Trying to understand Uno power selection circuit

Hi there:

I half understand the Arduino Uno power select circuit that uses as p-FET to disconnect the USBVCC when an external Vin is supplied, but one bit baffles me. If no external supply is connected then at startup what state is the p-FET in? If the p-FET is ON (Vgs -ve) then USBVCC powers the LMV358 op-amp which compares 3v3 to 0V and drags the p-FET gate voltage down and it all works (although the initial p-FET source voltage is floating). But if the p-FET is OFF then the LMV358 has no power, so the p-FET gate voltage is indeterminate, so what happens to the p-FET? It all seems a bit chicken and egg to me.

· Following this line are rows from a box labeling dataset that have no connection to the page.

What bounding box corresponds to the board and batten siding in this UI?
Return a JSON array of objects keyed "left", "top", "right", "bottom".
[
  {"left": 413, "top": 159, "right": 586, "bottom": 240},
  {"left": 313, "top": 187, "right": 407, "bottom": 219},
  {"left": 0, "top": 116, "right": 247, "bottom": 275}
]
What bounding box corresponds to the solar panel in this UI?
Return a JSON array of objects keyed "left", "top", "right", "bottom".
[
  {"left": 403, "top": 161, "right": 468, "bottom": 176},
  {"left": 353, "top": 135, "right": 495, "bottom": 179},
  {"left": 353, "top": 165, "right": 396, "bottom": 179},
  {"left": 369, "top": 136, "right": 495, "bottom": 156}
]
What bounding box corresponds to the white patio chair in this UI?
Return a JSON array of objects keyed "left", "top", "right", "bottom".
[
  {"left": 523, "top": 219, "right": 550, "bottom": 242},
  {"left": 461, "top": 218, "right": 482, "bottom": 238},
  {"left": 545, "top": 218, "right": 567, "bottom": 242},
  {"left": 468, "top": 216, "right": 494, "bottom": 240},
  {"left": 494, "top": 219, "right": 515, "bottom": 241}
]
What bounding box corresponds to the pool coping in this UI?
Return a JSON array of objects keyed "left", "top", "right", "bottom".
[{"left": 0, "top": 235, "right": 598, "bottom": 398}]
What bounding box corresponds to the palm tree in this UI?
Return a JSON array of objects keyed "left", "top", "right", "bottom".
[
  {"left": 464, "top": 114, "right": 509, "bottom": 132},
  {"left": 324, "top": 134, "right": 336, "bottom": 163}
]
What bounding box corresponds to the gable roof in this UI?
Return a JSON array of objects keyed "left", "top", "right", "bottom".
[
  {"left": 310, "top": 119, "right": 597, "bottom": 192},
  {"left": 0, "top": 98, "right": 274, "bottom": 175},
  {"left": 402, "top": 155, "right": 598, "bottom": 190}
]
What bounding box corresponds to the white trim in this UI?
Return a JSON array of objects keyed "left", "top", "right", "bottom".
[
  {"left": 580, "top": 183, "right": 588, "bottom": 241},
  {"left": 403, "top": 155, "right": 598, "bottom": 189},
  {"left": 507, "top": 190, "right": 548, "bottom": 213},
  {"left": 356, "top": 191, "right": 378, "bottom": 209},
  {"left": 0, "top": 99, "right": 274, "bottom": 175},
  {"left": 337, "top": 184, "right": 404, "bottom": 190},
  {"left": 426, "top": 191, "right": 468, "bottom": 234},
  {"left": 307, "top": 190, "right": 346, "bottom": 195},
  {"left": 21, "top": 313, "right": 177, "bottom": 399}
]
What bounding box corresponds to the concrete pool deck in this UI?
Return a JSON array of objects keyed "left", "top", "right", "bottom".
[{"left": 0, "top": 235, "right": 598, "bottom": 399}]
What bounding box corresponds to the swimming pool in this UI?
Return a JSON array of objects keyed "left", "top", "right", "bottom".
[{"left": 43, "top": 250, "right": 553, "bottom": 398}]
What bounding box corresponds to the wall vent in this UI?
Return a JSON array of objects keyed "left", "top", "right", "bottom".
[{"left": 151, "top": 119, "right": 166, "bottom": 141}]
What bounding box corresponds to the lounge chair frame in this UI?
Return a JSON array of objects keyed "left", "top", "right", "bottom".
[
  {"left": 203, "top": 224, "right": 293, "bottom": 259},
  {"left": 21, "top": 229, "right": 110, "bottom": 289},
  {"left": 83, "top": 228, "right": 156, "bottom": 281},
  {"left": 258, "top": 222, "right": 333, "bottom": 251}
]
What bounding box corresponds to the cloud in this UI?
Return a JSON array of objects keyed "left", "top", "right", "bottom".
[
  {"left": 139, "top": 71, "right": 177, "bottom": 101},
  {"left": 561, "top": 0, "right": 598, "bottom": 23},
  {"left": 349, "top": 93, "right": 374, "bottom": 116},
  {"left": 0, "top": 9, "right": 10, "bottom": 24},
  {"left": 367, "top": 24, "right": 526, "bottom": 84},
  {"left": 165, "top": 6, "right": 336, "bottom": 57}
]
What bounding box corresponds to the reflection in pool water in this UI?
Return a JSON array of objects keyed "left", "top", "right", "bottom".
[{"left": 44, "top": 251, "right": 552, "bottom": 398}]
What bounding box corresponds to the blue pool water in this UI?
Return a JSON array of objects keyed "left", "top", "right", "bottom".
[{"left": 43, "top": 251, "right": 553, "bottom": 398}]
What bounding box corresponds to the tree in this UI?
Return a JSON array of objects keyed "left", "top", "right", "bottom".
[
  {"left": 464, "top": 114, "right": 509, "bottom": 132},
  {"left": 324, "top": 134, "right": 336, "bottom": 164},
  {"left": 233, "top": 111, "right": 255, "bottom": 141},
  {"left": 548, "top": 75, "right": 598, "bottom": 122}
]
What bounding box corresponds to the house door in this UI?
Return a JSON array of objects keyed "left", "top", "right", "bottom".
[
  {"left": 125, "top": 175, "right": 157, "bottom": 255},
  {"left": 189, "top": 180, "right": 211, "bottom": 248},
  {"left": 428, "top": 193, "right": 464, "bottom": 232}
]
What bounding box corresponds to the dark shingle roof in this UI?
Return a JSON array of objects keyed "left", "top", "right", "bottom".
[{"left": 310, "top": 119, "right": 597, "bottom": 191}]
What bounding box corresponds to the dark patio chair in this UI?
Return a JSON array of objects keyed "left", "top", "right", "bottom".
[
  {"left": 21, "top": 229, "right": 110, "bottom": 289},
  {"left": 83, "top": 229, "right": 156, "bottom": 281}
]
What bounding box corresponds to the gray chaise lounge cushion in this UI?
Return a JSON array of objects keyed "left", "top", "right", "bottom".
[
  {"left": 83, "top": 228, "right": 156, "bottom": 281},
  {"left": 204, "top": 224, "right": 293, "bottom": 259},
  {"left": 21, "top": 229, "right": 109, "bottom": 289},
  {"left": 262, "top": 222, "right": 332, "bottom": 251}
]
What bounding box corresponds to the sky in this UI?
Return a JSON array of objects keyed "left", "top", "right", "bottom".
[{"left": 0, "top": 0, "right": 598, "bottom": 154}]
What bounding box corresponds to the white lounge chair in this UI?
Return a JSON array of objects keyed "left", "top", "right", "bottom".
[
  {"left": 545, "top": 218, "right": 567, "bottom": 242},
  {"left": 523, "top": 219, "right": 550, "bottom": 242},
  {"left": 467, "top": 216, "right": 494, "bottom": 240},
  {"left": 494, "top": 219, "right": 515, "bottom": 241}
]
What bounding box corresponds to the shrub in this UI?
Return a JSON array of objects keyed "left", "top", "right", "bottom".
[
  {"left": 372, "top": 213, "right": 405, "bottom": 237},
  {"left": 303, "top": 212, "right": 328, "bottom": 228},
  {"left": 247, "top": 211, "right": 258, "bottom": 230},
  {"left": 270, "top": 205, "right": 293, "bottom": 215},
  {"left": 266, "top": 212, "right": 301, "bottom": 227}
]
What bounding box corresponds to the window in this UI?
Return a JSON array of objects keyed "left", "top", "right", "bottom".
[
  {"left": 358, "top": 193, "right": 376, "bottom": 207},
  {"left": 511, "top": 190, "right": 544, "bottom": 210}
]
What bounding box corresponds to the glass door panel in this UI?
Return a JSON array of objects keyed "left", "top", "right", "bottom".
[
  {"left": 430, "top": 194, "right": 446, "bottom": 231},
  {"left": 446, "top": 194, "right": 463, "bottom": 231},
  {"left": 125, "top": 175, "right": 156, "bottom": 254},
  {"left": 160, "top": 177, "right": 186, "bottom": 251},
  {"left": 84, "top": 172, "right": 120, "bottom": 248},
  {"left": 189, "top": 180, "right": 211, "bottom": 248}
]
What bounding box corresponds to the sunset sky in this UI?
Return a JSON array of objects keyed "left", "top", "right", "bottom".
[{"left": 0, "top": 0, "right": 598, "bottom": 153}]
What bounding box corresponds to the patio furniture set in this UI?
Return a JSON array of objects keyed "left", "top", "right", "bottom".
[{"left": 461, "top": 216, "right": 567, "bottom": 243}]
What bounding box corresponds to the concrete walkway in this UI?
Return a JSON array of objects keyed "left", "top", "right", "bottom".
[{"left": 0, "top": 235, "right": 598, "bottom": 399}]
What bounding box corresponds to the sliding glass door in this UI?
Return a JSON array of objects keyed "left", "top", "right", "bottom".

Could some kind person please explain what I am missing, as I would like to reuse this circuit?

Thanks,

Martin

The parasitic diode in the pfet allows Vbus - 0.7V through regardless. When the fet is turned on that voltage drop is reduced.

When it is off, then the power is unable to flow backwards into the USB, and the diode is reverse biased so is not conducting.

P-unP.png

In more detail:

Power can move forward from the USBVCC to the 5V rail through the p-FET because of the Drain-Source Diode. That diode has a drop of 0.7 to 1.2V. If USBVCC is +5V then 3.8 to 4.3V will get through to the 5V rail which powers the 3.3V regulator. If Vin/2 is less than the output of the 3.3V regulator the comparator output goes LOW. This pulls the Gate more then 1.5V below the Source (5V rail) and the p-FET turns on, shorting out the Drain-Source Diode and giving the full USBVCC 5V to the Arduino. If Vin/2 is greater than the output of the 3.3V regulator the comparator output goes HIGH. This brings the Gate voltage close to the Source voltage (5V rail) so the p-FET stays open. Power can't go from the 5V rail to the USBVCC line because the Drain-Source diode points the other way.

If you used just a plain safety diode the 5V rail would only get USBVCC minus the diode drop.

Thanks for the great explanations ... nifty MOSFET :)

Thank You John Although the circuit is easily understandable for me that was the best explanation I have seen yet for a simple but subtle circuit... IMO

Doc